Effect of SiO₂ tunnel layer processes on the characteristics of MONOS charge trap devices with poly-Si channels

In this study, we investigated the effect of various SiO₂ tunnel layers on the characteristics of charge trap memories with Metal/SiO ₂/Si₃N₄/SiO₂/n-type poly-Si (MONOS) structures. For MONOS devices, SiO₂ tunnel layers were formed on poly-Si channels using thermal oxidation, radical oxidation, and LP-CVD. We investigated the characteristics of each SiO₂ tunnel layer on poly-Si including breakdown, leakage current and FN tunneling. Radical SiO₂ and LP-TEOS SiO₂ showed larger breakdown voltages with more uniform thickness than thermal SiO₂ on poly-Si channels.
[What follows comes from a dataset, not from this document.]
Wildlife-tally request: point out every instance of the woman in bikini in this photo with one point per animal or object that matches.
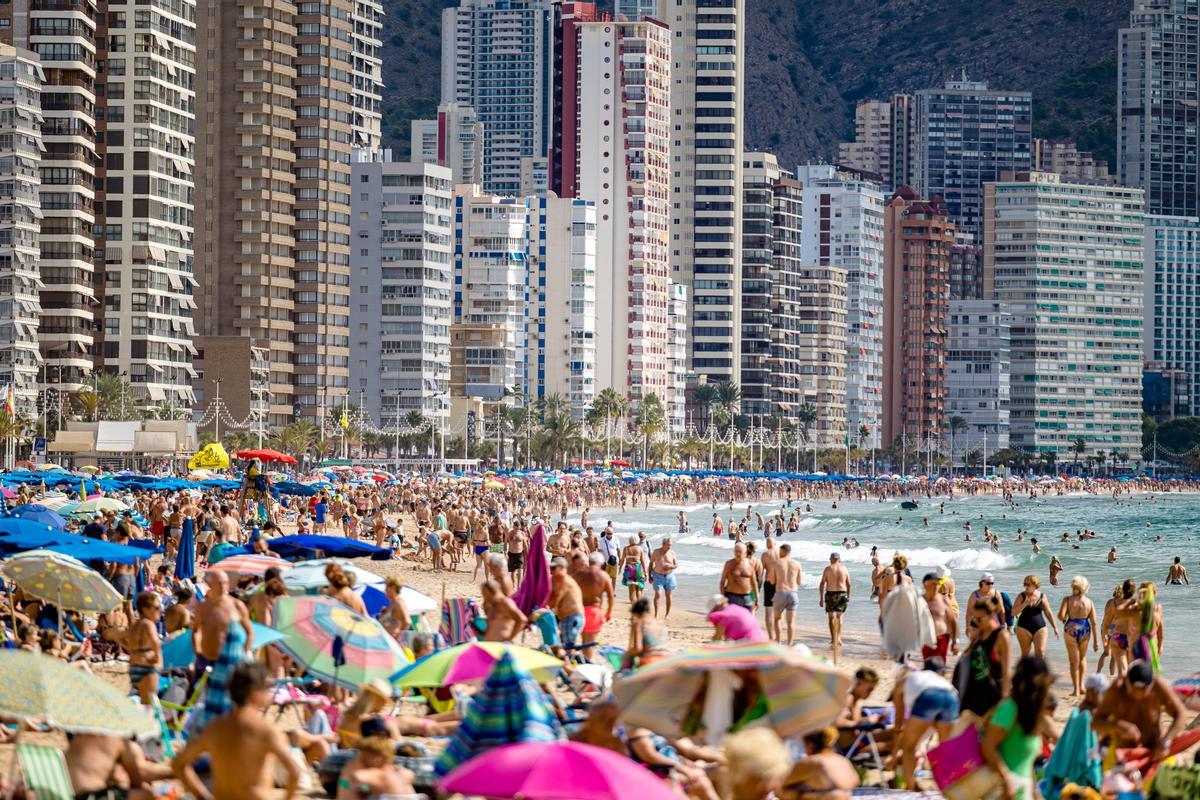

MONOS devices with radical SiO₂ and LP-TEOS SiO₂ tunnel layers showed improved program/erase (P/E) and endurance compared with thermal SiO ₂. In particular, the MONOS device with LP-TEOS SiO₂ showed the largest memory window with the fastest P/E operation, which was attributed to enhanced defect-assisted tunneling in LP-TEOS SiO₂. The endurances of MONOS devices were measured and related to the flat-band voltage shift in conjunction with trapped charge types in SiO₂ tunnel dielectrics.